The choice is a complex one but ultimately, adopting a sound business continuity solution will produce clear business benefits.
Q: What are the benefits of implementing a business continuity solution?
A: Valuable information assets can be protected from site disasters, viruses, human error, and system failures by providing alternate remote and local copies of data and enabling rapid restart and recovery.
Today, advanced software tools simplify disaster recovery by minimizing the labour intensive nature of backup and recovery procedures and eliminating inefficient and resource intensive tape-based replication/retrieval processes.

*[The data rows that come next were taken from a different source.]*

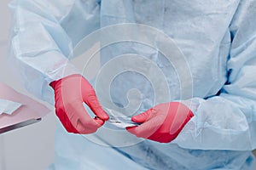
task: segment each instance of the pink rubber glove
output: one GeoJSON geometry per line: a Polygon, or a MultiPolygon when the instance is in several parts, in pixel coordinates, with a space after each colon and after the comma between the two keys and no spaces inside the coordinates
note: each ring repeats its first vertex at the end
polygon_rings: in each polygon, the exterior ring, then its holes
{"type": "Polygon", "coordinates": [[[69,133],[95,133],[109,117],[100,105],[95,90],[81,75],[71,75],[49,84],[55,90],[55,113],[69,133]],[[91,118],[83,103],[99,118],[91,118]]]}
{"type": "Polygon", "coordinates": [[[178,135],[193,116],[192,111],[179,102],[160,104],[132,116],[132,122],[142,124],[127,127],[126,130],[138,138],[169,143],[178,135]]]}

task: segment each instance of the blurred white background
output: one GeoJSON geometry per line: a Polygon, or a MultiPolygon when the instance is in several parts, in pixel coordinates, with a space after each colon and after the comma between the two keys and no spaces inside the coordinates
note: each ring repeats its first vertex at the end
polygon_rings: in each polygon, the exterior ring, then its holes
{"type": "MultiPolygon", "coordinates": [[[[0,81],[18,92],[27,94],[11,74],[9,71],[11,65],[6,64],[7,42],[11,20],[8,8],[9,2],[10,0],[0,2],[0,81]]],[[[55,128],[56,118],[51,112],[38,123],[0,134],[0,155],[3,156],[2,161],[4,162],[4,165],[2,167],[0,165],[0,170],[45,169],[54,162],[55,128]]]]}

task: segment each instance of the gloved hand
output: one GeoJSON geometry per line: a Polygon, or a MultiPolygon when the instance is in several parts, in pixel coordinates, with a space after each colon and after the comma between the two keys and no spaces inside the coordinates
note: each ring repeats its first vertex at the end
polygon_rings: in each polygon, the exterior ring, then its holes
{"type": "Polygon", "coordinates": [[[138,138],[169,143],[178,135],[193,116],[192,111],[179,102],[160,104],[132,116],[132,122],[142,124],[127,127],[126,130],[138,138]]]}
{"type": "Polygon", "coordinates": [[[67,132],[92,133],[109,118],[100,105],[95,90],[81,75],[71,75],[49,85],[55,90],[55,113],[67,132]],[[97,118],[90,116],[84,102],[97,118]]]}

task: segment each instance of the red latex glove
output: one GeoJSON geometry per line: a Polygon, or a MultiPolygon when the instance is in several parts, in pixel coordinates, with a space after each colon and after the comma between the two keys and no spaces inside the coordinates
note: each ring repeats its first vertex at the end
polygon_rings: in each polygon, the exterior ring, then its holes
{"type": "Polygon", "coordinates": [[[81,75],[71,75],[49,85],[55,90],[55,113],[67,132],[92,133],[109,118],[100,105],[95,90],[81,75]],[[99,118],[90,116],[84,102],[99,118]]]}
{"type": "Polygon", "coordinates": [[[160,104],[132,116],[132,122],[142,124],[128,127],[126,130],[138,138],[169,143],[178,135],[193,116],[192,111],[179,102],[160,104]]]}

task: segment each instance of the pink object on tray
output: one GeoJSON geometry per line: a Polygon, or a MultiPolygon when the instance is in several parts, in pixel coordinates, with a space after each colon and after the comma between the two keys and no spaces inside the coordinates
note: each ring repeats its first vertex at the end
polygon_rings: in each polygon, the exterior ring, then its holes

The technology allows for rapid restart and recovery to be achieved over long distances with minimal impact on application response time. Non-disruptive point-in-time copy capabilities in software, for example, allow business applications to continue reading and updating data while a replica of that data is split off and used for other purposes. This means data can be accessed for testing, data mining and other operations without any impact on production systems.
The remote replication site can also take over primary operations on a planned basis to allow for periodic maintenance of the primary systems.
Within the wider IT context, the consolidation of resources and the standardization of IT practices on fewer storage platforms as part of a business continuity solution reduces the burden on IT staff and paves the way for greater efficiencies in storage utilization.
ˇ§Rather than backing up server-attached storage from a multitude of departmental email servers, an approach that requires widely dispersed tape backup systems and administrative support, IT storage mangers can leverage a SAN (storage area network),ˇ¨ say Villars and North.
They note that current efforts to consolidate servers and storage that are often widely dispersed and managed in uncoordinated ways set the stage for simpler and better data protection schemes.
Ultimately, businesses have to weigh cost considerations against a careful assessment of risk and a clear understanding of recovery objectives in order to arrive at the business continuity solution that is best for them.